If you need a break from all the not-so-good-news on TV or the stress and strains of work, go watch The Producers.
It is modest in terms of production value, but marvelous as far as talent inflow.
Forget about the grand sets, the 23-piece orchestra of the original Broadway staging, and the full of frills costumes.
The heft of this Mel Brooks musical is in the performances —with each actor having a moment of pure comic genius.
Very crucial, of course, is the role of Max Bialystock, now world-famous because of the Broadway icon Nathan Lane.
Repertory Philippines rightly picked Carlo Orosa for the role. On cue, the 49-year-old actor impressively transformed himself into a dubious and dirty-old-man Broadway producer!
Carlo said about his role, “… [it] takes out all the energy in me. It’s like dying every night!”
Apart from the dancing and shagging his “investors,” who are rich and bored geriatric women, Carlo's three solo singing numbers—“King of Broadway, “Along Came Bialy,” and “Betrayed—” all demanded conviction and spirited performance.
I had my reservation that Carlo might be a tad too young for the role, momentarily forgetting his many years of theater experience.
But the sight of his toothbrush moustache onstage totally erased my initial doubt!
Carlo was cocky, sleazy, and flamboyant—Max Bialystock in the flesh.
He owned the stage, and he was King.
Together with the naïve Leo Bloom, effectively essayed by Topper Fabregas, Max hatches a two-million-dollar scheme, which involves roping in unsuspecting old ladies to invest in a “big, great Broadway flop.”
No Broadway producer would choose the “worst play ever written” and the “worst director in New York,” no one but Max and Leo.
Topper showed his versatility in his performance of Leo.
He was uncertain, lost like a child, in “We Can Do It,” where Leo first uses his “blue blanket.” But in the Repertory production, it looked more like binasang panyolito.
He was enthusiastic and resolute in “I Wanna Be A Producer,” where he confronts his CPA—or, in Leo’s own words, “certified public ass”—boss.

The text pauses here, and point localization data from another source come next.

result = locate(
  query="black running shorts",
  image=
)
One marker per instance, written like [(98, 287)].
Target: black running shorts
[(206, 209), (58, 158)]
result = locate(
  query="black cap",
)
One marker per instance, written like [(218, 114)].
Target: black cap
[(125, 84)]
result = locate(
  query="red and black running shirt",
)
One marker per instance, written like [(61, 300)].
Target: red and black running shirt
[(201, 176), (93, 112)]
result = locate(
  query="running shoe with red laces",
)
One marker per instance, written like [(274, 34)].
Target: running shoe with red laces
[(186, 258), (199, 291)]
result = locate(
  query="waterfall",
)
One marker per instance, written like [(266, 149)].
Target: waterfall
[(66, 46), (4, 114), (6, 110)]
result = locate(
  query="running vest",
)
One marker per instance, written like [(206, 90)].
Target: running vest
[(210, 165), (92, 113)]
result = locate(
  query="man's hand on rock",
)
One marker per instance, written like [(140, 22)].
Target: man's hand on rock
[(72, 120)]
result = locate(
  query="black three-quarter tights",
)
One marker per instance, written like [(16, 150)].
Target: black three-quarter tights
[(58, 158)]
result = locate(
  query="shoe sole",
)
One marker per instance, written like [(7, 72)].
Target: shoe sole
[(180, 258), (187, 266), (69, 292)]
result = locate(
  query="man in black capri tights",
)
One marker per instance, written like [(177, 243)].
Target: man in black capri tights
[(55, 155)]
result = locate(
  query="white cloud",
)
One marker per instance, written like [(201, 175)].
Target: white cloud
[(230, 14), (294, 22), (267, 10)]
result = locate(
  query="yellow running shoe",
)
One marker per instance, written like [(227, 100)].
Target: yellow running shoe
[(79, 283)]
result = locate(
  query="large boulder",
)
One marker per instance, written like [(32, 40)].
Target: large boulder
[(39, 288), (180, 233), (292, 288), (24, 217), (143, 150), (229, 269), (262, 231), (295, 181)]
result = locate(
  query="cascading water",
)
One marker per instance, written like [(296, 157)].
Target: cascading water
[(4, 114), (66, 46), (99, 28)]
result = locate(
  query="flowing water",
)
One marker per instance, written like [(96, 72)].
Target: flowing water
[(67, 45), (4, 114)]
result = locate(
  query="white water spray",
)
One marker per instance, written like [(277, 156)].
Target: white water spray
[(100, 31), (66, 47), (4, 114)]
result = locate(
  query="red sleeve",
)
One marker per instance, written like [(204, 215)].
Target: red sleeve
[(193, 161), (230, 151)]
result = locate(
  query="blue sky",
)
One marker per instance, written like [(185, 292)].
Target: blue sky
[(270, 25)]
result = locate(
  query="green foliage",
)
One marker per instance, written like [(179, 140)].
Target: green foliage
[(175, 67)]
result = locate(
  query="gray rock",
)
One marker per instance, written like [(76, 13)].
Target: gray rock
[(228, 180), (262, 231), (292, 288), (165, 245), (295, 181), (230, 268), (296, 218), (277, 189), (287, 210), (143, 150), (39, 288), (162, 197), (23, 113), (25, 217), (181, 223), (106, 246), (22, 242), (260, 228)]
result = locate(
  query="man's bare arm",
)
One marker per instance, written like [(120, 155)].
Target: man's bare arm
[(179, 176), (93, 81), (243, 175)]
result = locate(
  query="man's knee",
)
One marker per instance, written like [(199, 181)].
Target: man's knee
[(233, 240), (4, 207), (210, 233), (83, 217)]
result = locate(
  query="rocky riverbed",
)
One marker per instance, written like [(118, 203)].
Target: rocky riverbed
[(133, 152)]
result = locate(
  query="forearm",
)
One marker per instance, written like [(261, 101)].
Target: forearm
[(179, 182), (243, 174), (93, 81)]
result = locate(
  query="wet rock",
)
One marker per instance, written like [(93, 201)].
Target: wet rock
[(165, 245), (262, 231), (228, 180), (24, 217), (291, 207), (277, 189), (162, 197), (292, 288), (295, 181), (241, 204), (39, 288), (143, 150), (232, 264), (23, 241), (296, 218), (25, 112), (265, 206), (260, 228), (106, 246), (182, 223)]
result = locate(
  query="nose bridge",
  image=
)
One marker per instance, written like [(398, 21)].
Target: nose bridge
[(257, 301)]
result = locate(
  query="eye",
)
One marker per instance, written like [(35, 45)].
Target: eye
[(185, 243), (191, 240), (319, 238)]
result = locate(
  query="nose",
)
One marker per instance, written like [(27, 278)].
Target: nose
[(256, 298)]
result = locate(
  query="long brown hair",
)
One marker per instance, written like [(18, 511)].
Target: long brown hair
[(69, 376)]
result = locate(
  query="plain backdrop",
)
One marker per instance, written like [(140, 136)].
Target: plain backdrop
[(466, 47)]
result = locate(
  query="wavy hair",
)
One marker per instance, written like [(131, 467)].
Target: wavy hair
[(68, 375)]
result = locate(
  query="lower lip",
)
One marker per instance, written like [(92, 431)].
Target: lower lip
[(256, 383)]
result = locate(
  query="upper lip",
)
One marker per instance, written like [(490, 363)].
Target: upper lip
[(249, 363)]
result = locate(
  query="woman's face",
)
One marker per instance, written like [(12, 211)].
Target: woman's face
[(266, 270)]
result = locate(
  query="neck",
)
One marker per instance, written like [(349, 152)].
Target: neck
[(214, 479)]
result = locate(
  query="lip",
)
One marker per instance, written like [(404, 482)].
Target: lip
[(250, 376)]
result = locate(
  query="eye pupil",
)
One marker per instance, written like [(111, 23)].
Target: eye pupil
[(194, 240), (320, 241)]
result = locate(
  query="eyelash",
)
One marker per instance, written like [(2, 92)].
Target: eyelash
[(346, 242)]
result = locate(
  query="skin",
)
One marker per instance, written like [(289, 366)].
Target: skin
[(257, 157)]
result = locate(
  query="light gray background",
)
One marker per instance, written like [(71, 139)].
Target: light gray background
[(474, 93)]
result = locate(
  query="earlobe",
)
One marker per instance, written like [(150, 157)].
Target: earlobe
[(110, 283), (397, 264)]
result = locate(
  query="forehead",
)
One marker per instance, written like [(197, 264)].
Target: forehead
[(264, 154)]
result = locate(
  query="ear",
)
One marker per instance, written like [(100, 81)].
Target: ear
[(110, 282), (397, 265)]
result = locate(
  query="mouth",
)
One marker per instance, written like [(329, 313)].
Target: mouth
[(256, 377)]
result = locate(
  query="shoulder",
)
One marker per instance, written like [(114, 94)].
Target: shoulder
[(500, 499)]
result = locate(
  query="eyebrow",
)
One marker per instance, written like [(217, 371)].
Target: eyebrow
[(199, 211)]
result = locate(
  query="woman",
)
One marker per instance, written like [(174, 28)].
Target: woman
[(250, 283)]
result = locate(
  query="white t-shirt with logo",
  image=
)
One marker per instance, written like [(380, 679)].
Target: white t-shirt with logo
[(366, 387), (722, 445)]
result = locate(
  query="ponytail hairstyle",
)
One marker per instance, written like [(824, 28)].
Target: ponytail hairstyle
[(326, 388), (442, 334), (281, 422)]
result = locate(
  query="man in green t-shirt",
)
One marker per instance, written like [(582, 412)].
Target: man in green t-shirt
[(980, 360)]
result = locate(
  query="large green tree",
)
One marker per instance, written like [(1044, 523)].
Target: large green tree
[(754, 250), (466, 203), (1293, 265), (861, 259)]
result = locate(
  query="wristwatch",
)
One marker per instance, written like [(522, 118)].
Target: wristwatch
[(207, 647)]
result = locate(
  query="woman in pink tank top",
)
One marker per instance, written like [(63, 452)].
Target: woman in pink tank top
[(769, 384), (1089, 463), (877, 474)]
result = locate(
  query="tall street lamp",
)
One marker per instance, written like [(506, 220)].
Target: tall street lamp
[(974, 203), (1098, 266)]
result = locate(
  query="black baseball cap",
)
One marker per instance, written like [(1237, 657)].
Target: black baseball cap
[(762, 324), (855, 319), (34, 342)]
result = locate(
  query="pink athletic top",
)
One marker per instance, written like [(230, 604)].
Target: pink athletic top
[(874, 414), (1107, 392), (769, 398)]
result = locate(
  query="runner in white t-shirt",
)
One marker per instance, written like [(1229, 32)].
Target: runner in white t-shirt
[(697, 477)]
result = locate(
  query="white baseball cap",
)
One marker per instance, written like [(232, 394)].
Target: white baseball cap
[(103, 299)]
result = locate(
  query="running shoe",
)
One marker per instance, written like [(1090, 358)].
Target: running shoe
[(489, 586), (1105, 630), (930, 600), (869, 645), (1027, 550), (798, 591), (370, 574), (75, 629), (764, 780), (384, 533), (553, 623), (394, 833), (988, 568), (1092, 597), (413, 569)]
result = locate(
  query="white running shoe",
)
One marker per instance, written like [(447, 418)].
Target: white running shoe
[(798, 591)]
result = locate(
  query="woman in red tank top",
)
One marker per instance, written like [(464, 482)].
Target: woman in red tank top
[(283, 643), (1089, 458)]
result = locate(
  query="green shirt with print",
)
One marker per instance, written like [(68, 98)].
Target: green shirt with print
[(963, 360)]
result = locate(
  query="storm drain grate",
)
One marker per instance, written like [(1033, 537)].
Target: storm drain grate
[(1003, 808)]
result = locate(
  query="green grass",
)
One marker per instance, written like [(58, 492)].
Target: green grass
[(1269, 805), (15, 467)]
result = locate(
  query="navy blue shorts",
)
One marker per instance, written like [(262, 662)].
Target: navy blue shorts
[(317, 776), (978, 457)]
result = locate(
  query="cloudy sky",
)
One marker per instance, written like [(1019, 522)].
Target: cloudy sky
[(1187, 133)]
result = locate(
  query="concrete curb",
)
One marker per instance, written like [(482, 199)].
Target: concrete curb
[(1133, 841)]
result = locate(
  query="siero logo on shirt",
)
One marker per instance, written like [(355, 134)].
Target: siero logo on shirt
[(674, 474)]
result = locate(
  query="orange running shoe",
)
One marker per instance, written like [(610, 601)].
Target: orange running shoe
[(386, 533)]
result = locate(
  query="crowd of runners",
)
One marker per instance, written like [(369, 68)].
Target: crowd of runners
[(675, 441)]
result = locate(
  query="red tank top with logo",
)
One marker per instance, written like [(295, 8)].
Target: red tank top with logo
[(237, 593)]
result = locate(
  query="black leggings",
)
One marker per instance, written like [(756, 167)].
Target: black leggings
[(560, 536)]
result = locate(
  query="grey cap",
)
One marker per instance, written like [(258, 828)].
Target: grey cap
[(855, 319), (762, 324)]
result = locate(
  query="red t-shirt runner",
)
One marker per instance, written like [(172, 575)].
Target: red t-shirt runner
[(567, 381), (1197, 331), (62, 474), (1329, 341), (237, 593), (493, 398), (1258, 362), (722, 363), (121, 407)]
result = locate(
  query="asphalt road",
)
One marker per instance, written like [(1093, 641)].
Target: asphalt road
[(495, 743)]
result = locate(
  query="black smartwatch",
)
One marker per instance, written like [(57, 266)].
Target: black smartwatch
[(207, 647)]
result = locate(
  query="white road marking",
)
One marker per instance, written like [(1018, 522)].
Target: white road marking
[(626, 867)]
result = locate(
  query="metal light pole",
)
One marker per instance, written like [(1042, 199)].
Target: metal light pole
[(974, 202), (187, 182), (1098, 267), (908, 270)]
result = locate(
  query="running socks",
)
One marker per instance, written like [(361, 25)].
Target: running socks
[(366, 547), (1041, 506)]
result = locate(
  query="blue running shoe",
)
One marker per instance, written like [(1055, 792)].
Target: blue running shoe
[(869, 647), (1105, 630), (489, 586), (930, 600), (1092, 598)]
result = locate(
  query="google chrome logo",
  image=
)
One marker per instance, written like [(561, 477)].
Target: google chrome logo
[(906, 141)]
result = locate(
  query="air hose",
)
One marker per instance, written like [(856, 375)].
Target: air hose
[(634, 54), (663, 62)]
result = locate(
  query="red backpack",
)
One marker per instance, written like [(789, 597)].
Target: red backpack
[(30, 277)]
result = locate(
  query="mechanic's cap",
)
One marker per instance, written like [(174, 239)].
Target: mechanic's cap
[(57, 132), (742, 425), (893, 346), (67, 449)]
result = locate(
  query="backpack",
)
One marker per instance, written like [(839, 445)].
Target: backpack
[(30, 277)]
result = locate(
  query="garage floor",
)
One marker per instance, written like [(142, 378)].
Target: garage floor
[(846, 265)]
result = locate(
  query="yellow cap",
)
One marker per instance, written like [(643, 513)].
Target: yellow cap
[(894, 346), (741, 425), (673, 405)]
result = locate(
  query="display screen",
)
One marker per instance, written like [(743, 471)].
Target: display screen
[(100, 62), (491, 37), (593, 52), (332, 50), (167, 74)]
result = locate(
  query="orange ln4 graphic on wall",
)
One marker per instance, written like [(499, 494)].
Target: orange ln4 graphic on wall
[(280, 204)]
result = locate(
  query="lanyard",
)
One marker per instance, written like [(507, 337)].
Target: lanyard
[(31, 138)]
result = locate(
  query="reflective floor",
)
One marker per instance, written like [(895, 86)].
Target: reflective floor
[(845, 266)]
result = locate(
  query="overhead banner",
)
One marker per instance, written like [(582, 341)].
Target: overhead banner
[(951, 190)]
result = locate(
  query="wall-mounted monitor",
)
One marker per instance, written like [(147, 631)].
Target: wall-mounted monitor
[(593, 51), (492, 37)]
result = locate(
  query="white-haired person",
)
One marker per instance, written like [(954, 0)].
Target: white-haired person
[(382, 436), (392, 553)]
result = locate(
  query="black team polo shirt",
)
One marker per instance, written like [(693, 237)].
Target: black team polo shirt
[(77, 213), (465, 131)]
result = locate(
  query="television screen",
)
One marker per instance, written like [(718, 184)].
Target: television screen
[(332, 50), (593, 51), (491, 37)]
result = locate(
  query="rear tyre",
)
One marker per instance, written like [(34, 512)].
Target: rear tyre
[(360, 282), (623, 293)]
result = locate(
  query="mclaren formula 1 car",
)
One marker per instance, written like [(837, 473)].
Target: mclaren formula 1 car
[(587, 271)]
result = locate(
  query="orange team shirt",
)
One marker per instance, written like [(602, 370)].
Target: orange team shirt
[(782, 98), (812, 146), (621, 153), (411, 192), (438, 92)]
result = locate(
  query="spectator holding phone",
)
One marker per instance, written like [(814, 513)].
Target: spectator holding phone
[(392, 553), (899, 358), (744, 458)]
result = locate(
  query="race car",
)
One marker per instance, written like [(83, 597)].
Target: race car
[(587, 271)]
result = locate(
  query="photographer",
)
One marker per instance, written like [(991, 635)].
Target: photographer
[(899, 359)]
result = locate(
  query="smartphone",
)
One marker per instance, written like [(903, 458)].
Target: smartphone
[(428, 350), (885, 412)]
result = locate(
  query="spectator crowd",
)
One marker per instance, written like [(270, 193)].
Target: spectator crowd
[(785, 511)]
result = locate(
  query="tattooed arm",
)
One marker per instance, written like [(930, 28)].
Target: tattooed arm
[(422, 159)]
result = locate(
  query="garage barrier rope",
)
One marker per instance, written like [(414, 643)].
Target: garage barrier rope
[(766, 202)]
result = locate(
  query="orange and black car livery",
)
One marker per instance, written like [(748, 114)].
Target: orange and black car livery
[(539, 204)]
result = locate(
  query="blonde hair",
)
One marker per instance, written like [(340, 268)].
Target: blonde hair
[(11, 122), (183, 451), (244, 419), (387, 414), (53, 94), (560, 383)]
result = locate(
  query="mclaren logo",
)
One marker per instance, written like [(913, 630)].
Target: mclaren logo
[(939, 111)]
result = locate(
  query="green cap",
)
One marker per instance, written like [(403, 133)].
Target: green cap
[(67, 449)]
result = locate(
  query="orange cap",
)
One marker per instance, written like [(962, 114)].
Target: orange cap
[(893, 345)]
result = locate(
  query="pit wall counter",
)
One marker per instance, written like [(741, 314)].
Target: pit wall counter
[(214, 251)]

He was shy and very awkward, in “That Face,” which he sang with Ulla.
Ulla wants Leo to leave New York and take the two million dollars to Rio de Janeiro.
Torn between surrendering himself and romancing his ladylove, Leo gasps, “Oh my god, I have a dilemma—go to jail or Rio?”
Topper's dancing in those scenes was a step up!
G Töngi plays the Swedish Ulla (full name: Ulla Inga Hanson Benson Yanson Tallen Hallen Svadon Swanson), the secretary/ receptionist hired by Max and Leo who both fall for her wily charm, a development that puts the friendship of the two partners on the line.
How did G Töngi fare in her musical stage debut with Repertory Philippines?
In my book, she added more verve to the role and was definitely a better dancer than Uma Thurman—who starred in the 2005 film version.
I also liked her accent and her very lively rendition of “When You Got It, Flaunt It.”
Meanwhile, Joel Trinidad—who acts out Frantz Liebkind, playwright of the “worst script” Springtime for Hitler—was totally hilarious.
Watch him steal the thunder in these two numbers, Adolf Hitler's favorite tune "Der Guten Tag Hop Clop” and audition piece "Haben Sie Gehört Das Deutsche Band"—especially in the second song, which he rendered on top of a table following the instruction of Jaime del Mundo, the show's director.
In terms of size, he may not be as overpowering as Will Ferrell in the movie version, but Joel Trinidad gave out an equally eccentric, if not more frenetic, performance of the role.
Audie Gemora shone bright like a diamond, literally and figuratively, as he brilliantly convinced the audience that he was the "worst director in New York” Roger De Bris.
Clad in a glittering gown with matching head dress, he sang “Keep It Gay,” which kept everyone in the audience gay and in stitches.
What a show-stopper, most certainly, was he!
If Carlo was King, Audie was the Queen.
But the “Darling of Crowd” was Roger’s common-law assistant Carmen Ghia, played by Noel Rayos.
Whenever he talked and walked, the whole of Onstage would roar with laughter.
What a side-splitting laugh trip from start to finish!
Watching six people—all doing a very good job, singing, dancing, and delivering the punchlines—was enough to make me forget work and the worries of the day.
Model/host Joey Mead was spot-on when, during the brief program, she described the show as “a relief from reality.”
The Producers wanted a “catastrophe,” but gave their audience two hours of riotous, if a bit hysterical, fun.